Waymo CEO: Self-Driving Cars Racking Up 25,000 Miles a Day

Waymo’s boast that its autonomous vehicles have driven more than 8 million miles on public roads highlights the Google-backed company’s AV leadership as it prepares to launch a commercial “robotaxi” service in Phoenix later this year.

The Waymo self-driving fleet is racking up real-world miles at a rate of 25,000 per day, CEO John Krafcik tweeted on Friday, July 20. He spoke that morning at the National Governors Association Summer Meeting in Santa Fe, N.M.

With at least 600 AVs on the road in 25 US cities and a fleet of driverless minivans already giving free rides to a select group of consumers in the Phoenix area, Waymo has a commanding position in the industry, at least for now.

It plans to open up its Arizona robotaxi service to the general public this year, though it hasn’t said exactly when.

The figures posted Friday demonstrate Waymo’s momentum. Last month, the company had logged 7 million miles on public roads, according to a graph Krafcik tweeted Friday. He also said total miles driven in simulation have surpassed 5 billion, roughly double the total as of last December.

In addition to the Phoenix region and the San Francisco Bay Area, Waymo has tested cars in places like Detroit, Atlanta, Austin, Texas, and notoriously snowy Truckee, Calif.

All that testing may be paying off. In California in 2017, Waymo reported the longest average distance traveled between “disengagements,” or cases where humans have to take over for a car’s self-driving system.

The company is poised to dominate an AV industry that could be worth $2.8 trillion by 2030, with the biggest established automakers being its only potential rivals, investment bank UBS concluded in a report released in May.

GM’s Cruise Automation subsidiary, which is testing a fleet of factory-built Chevrolet Bolt AVs and promises a commercial launch next year, may be Waymo’s closest US competitor. Rival Uber’s road-testing program has been on hold since the fatal crash involving one of its test vehicles in March. Waymo secured a $245 million stake in Uber as part of a trade-secrets lawsuit settlement in February.
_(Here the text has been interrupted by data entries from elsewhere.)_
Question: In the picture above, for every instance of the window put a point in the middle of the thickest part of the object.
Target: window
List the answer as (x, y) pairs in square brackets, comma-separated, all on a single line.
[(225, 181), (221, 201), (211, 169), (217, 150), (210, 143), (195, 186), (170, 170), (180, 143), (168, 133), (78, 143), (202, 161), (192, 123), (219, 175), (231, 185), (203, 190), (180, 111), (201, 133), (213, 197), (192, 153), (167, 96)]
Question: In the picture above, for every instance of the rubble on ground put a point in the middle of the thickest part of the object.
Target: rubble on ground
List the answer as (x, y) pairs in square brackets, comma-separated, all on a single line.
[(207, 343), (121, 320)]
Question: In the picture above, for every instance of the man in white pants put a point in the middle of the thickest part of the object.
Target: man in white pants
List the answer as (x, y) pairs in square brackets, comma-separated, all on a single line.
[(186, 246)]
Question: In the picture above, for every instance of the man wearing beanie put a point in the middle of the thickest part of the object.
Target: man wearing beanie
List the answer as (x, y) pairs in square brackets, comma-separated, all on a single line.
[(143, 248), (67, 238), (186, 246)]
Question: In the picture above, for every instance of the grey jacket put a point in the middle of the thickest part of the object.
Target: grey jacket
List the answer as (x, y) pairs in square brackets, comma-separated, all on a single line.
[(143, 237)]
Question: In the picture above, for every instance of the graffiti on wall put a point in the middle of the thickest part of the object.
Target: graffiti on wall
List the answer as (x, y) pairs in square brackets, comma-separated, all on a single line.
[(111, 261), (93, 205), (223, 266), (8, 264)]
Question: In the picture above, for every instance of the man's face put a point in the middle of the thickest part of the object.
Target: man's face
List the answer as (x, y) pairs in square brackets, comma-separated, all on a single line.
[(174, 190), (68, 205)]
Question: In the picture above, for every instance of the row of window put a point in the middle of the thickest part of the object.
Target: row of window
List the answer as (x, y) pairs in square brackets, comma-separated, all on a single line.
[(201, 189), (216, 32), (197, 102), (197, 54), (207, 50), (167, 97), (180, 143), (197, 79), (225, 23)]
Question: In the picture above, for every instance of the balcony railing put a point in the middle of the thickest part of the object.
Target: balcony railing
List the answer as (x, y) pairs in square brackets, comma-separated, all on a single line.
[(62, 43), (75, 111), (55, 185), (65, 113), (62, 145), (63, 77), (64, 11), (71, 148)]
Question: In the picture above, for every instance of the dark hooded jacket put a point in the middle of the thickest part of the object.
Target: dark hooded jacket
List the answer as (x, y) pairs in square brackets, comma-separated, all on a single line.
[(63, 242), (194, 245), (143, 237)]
But much could still change in this new field, where even the main technologies for sensing a car’s surroundings may be up for grabs. Last week, Silicon Valley startup Light announced it had raised $121 million to develop its multi-camera sensor system, partly for self-driving cars. Most AVs today use Lidar, a radar-like laser technology, but Light says its system could be cheaper, lighter and more effective.

Waymo grew out of Google’s AV group, which started in 2009 and garnered attention for the cute, bubble-like cars it put on roads in Mountain View, Calif. Access to Google resources gives Waymo an advantage, CEO Krafcik said in May. In 2013, the AV team exponentially improved its pedestrian detection system within months through working with an artificial intelligence team at Google, he said.

Now Waymo is aggressively recruiting partners to build a diverse fleet of vehicles suited to different uses. Fiat Chrysler Automobiles may provide more than 60,000 Chrysler Pacifica minivans under a deal announced in May. Waymo is also working with Jaguar to produce up to 20,000 self-driving I-PACE electric SUVs and reportedly has sought a vehicle deal with Honda.